In a statement, the group sought restoration of 4G communication in Jammu and Kashmir, lifting of the curbs on peaceful political activity, a multi-level dialogue with all those affected by the August 5 decision, and compensation to Kashmiri farmers and businessmen for their economic losses which were the direct result of unilateral action by the government.
The signatories include former Foreign Minister Yashwant Sinha, former Minorities Commission chief Wajahat Habibullah, Air Vice-Marshall (Retired) Kapil Kak, journalist Bharat Bhushan and activist Sushobha Barve.
Bank loan deferment
The CCG suggested that the same bank loan deferment and facilities be extended to J&K businesses as in the rest of the country. Do not push through laws in the absence of a legislature, restore land rights of the local inhabitants to prevent demographic change. Stop the intimidation of media personnel. Restore constitutional position of J&K as it was when an elected government was in power in June 2018, it said.

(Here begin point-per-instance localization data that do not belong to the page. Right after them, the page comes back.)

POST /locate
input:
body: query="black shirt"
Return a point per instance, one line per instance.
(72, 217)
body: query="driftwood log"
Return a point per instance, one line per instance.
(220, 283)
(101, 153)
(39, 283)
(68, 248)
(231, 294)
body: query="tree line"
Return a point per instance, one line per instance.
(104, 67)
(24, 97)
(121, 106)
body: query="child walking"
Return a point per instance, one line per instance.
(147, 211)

None of the stated goals of the government of bringing Kashmir closer to India, ending militancy, bringing development to J&K has been achieved. Instead the Kashmiris have lost any faith they had in the Indian political leadership and the judiciary, said the group.
The Supreme Court has still not found time to take up the petitions challenging the legal and constitutional validity of the J&K Reorganisation Act.

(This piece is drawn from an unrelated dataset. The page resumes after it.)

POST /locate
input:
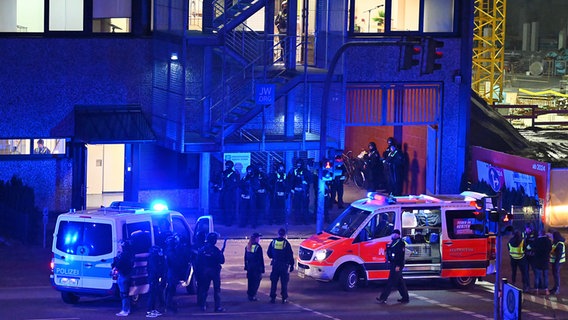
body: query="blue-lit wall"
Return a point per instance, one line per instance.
(42, 79)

The Centres action internationalised the Kashmir issue to the detriment of India and the government was criticised for human rights violations and stoking Islamophobia. Security experts point out that the changes in the status of J&K also prompted Chinese incursions in Ladakh, it added.
The group has visited Kashmir twice since August 5, 2019, and met people from all sections of society. We found that the Centres actions had led to shock, trauma and humiliation among the local citizens. Their simmering anger at their helplessness still persists. However, it is significant that the Kashmiris through their display of mature behaviour prevented public violence and chose mass civil disobedience instead to show unhappiness, the CCG said.
The signatories said the Kashmiris seemed to believe that the Centre wanted to bring about a demographic change by creating new settlements for outsiders.
That the Union government has used the pandemic-induced lockdown to implement domicile laws for the UT has not helped allay these fears. The media which could have promoted a debate on this issue is being harassed and hounded, they said.
The internet restrictions had affected students, job seekers, entrepreneurs, businesses and ordinary citizens alike and created havoc in banking, trade, business and healthcare.
Harvesting and transport of fruits to wholesale markets last year were also impacted by militant threats, unavailability of outside labour and the killing of truck drivers and their assistants, as well as non-Kashmiri orchard labour.
Additionally, a freak snow storm last year uprooted thousands of apple trees, making the horticultural losses even more severe, said the group
Militancy in Kashmir had not gone down, with many disaffected youth continuing to join its ranks despite security forces having killed 136 militants this year, it said.